Hidden Technical Strengths
Triangulated Scoring Beats Single-Signal AI
No single grading signal is trustworthy alone: rubrics miss paraphrased understanding, embeddings miss structural requirements, LLMs hallucinate marks. Examiner AI's architecture acknowledges this and triangulates all three, with the deterministic rubric carrying the most weight. This is a fundamentally more defensible grading design than any single-model approach.
Confidence Scoring With Human-in-the-Loop Design
Every evaluation carries a confidence score computed from evidence completeness and criterion match ratios. Low-confidence cases are explicitly designed to escalate to human review — the system is built as an examiner's assistant with an honesty mechanism, not a black-box replacement.

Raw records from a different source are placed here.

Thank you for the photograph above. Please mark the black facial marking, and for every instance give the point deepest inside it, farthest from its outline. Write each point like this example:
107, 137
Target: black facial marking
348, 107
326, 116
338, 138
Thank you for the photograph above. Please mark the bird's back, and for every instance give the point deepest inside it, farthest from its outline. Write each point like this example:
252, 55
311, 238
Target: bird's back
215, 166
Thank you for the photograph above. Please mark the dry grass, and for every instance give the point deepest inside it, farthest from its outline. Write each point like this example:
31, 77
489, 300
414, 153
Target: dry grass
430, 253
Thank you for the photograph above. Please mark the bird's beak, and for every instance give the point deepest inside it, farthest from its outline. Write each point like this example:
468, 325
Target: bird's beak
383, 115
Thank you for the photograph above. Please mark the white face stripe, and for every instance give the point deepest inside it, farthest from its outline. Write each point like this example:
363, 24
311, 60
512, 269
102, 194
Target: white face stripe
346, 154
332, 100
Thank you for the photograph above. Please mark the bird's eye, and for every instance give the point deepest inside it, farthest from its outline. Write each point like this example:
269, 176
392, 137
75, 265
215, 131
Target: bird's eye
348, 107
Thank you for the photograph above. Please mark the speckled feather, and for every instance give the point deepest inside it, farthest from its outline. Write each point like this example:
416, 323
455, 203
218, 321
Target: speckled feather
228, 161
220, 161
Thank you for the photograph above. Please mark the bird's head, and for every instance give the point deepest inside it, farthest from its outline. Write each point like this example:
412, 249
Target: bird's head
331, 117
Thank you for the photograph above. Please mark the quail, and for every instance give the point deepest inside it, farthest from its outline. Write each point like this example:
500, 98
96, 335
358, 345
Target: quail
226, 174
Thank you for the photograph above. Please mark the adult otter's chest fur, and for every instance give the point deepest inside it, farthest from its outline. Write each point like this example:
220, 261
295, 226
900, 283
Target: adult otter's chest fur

Fully Local AI — Student Data Never Leaves the Machine
Both the embedding model and the feedback LLM run locally via Ollama and Sentence Transformers. No student answer, no question paper, and no grade is ever transmitted to a cloud API. For educational institutions handling minors' exam data, this is not a nice-to-have — it is the difference between deployable and not.
Auditable by Design
Every rubric evaluation produces a structured JSON breakdown — criterion by criterion, mark by mark, penalty by penalty — exportable for audit trails. When a student or parent disputes a grade, the institution can show exactly how it was computed.
Extensible Rubric Architecture
Rubric criteria are pluggable dataclasses — new criterion types (essay quality, citation format, code correctness) slot into the existing engine without touching the scoring pipeline. The same engine that grades SSC physics today can grade university essays tomorrow.
Technology Stack
• Python with Streamlit — interactive two-panel grading dashboard
• Sentence Transformers (all-MiniLM-L6-v2) — local 384-dimension semantic embeddings
• Ollama with Llama 3 — local LLM feedback generation, zero API cost
• Plotly — interactive score-decomposition visualizations
• NumPy / SciPy / Pandas — numeric tolerance checking and data handling
Everything runs on a single machine. No cloud dependency, no per-evaluation cost, no API keys required.
Current Stage and Roadmap
Examiner AI is a working MVP — the full grading pipeline is functional end-to-end, with three SSC-aligned rubric templates, live semantic analysis, and operational LLM feedback. The production roadmap is explicitly mapped:
• LLM-powered signal extraction returning evidence spans (replacing current heuristics)
• Persistent encrypted database with tamper-evident audit logging
• Role-based access for administrators, evaluators, and students
• Rubric authoring UI for non-technical educators
• Batch grading for full exam sets and question bank management
• Confidence-threshold escalation queues for human reviewers
Examiner AI treats grading the way examiners do —
rubric first, evidence always, and every mark explainable.